Processing windows at a time yields better results than the whole music using one CNN. This was split prior to storing the data in TFRecords in order to minimise the needed processing during training. This is loaded in a queue with maximum queue size of 200 samples (ie 10 batches).
Once dequeue, it is transposed to have the 12 dimension first which then can be used in the map_fn function for processing of the windows. This is not transposed prior to being queued as the first dimension needs to match the batch dimension of the output which is [20, 50]. Where 20 is the batch size as the data and 50 are the different tags.
For each window, the data is processed and the results of each map_fn are superpooled using a smaller network. The processing of the windows is done by a very deep neural network which is giving me problems to keep as all the config options i am giving are giving me out of memory errors.
As a model i am using one similar to Census Tensorflow Model.
First and foremost, i am not sure if this is the best option since for evaluation a separate graph is built and not shared variables. This would require double the amount of parameters.
Secondly, as a cluster setup, i have been using one complex_l master, 3 complex_l workers and 3 large_model parameter servers. I do not know if am underestimating the amount of memory needed here.
My model has previously worked with a much smaller network. However, increasing it in size started giving me bad out of memory errors.
My questions are:
The memory requirement is big, but i am sure it can be processed on cloud ml. Am i underestimating the amount of memory needed? What are your suggestions about the cluster for such a network?
When using a train.server in the dispatch function, do you need to pass on the cluster_spec so it is used in the replica_device setter? Or does it allocate on it's own? When not using it, and setting tf.configProto of log placement, all the variables seem to be on the master worker. On the Census Example in the task.py this is not passed on. I can assume this is correct?

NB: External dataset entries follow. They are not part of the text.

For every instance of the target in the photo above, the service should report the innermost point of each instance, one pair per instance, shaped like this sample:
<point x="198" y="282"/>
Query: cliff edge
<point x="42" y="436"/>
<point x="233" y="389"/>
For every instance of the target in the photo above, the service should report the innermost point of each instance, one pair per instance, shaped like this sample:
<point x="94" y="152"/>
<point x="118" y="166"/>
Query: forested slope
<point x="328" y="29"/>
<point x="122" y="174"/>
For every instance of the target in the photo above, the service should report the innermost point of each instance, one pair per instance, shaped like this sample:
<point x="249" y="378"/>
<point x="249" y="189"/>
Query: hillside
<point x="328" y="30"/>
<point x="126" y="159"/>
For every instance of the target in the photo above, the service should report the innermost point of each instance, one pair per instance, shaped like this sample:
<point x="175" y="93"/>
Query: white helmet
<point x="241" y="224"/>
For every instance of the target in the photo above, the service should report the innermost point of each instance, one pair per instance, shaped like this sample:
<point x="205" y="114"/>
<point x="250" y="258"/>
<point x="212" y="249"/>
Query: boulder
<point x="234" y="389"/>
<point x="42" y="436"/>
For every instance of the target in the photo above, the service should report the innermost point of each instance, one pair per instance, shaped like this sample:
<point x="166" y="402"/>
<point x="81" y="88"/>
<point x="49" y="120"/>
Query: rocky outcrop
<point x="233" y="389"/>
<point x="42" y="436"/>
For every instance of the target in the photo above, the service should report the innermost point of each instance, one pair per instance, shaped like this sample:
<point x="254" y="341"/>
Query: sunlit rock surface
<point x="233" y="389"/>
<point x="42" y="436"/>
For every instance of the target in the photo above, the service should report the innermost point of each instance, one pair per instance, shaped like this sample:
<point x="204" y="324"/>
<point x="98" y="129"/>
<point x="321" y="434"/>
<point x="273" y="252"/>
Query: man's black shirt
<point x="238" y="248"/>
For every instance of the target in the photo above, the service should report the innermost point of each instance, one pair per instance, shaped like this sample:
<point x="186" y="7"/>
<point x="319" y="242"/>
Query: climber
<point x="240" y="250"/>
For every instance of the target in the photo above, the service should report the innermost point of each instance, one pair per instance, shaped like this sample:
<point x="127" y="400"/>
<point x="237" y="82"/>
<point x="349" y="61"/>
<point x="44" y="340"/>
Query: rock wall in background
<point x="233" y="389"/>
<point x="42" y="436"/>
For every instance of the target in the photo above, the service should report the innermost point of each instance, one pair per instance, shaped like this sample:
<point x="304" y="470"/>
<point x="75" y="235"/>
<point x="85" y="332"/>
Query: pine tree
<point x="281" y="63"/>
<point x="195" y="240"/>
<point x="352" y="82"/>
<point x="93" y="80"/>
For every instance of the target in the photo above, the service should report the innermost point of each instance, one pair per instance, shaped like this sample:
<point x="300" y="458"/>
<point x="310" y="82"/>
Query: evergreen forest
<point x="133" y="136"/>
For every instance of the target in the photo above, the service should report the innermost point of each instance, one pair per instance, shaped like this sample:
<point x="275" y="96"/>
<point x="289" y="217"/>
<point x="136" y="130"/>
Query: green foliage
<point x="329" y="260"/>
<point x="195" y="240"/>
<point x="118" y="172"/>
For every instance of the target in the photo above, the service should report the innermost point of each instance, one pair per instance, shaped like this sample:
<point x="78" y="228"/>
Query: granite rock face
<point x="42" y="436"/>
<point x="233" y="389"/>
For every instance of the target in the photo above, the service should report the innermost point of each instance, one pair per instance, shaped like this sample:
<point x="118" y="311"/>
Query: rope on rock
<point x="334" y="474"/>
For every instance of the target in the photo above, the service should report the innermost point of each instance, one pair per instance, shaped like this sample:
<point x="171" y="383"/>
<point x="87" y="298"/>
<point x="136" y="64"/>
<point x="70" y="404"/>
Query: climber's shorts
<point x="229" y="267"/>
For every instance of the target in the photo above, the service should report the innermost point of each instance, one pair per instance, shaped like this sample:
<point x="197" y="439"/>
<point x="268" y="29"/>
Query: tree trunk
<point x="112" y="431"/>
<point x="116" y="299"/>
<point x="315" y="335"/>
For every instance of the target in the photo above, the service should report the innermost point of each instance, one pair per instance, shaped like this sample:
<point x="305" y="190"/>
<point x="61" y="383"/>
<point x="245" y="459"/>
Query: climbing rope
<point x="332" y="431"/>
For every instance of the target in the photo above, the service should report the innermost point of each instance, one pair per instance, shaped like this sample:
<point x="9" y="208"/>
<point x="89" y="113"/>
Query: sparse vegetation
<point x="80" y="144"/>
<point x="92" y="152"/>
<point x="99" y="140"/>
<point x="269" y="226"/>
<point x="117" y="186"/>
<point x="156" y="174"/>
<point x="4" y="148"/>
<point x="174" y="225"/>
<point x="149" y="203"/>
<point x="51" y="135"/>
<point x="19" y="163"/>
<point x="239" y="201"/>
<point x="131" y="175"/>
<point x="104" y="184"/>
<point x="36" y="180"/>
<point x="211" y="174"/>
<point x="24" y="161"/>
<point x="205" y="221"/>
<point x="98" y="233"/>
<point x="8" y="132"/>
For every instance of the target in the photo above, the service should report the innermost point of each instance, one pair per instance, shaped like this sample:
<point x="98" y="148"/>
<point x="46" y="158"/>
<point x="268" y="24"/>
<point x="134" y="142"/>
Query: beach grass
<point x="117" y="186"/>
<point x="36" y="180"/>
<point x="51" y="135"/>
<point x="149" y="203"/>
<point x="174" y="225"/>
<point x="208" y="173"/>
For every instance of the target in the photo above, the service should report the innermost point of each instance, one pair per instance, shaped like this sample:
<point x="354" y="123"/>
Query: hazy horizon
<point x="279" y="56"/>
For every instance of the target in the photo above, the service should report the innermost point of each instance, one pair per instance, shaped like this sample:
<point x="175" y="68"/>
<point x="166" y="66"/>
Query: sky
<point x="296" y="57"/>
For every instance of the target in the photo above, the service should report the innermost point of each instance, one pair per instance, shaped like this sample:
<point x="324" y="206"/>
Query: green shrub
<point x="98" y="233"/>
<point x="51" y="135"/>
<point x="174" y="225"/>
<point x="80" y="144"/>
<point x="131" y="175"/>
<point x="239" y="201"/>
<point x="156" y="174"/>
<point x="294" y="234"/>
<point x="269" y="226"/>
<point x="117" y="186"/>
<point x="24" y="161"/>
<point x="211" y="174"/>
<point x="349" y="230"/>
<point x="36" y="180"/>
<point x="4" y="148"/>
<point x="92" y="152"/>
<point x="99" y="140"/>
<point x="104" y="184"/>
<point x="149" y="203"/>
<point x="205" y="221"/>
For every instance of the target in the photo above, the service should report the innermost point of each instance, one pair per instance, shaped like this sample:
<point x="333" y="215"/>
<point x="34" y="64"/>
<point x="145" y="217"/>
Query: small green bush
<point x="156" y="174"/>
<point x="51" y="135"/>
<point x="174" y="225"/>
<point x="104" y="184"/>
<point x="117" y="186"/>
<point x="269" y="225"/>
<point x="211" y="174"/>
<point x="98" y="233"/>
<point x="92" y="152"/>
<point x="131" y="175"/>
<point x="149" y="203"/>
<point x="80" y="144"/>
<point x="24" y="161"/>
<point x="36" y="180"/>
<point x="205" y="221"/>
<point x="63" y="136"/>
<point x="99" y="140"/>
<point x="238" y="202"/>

How does one calculate how much memory is needed for a model (rough estimate to select the cluster)?
Is there any other tensorflow core tutorial how to setup such big jobs? (other than Census)
When training a big model in distributed between-graph replication, does all the model need to fit on the worker, or the worker only does ops and then transmits the results to the PS. Does that mean that the workers can have low memory just for singular ops?
PS: With smaller models the network trained successfully. I am trying to deepen the network for better ROC.
Questions coming up from on-going troubleshooting:
When using the replica_device_setter with the parameter cluster, i noticed that the master has very little memory and CPU usage and checking the log placement there are very little ops on the master. I checked the TF_CONFIG that is loaded and it says the following for the cluster field:
u'cluster': {u'ps': [u'ps-4da746af4e-0:2222'], u'worker': [u'worker-4da746af4e-0:2222'], u'master': [u'master-4da746af4e-0:2222']}
On the other hand, in the tf.train.Clusterspec documentation, it only shows workers. Does that mean that the master is not considered as worker? What happens in such case?
Error is it Memory or something else? EOF Error?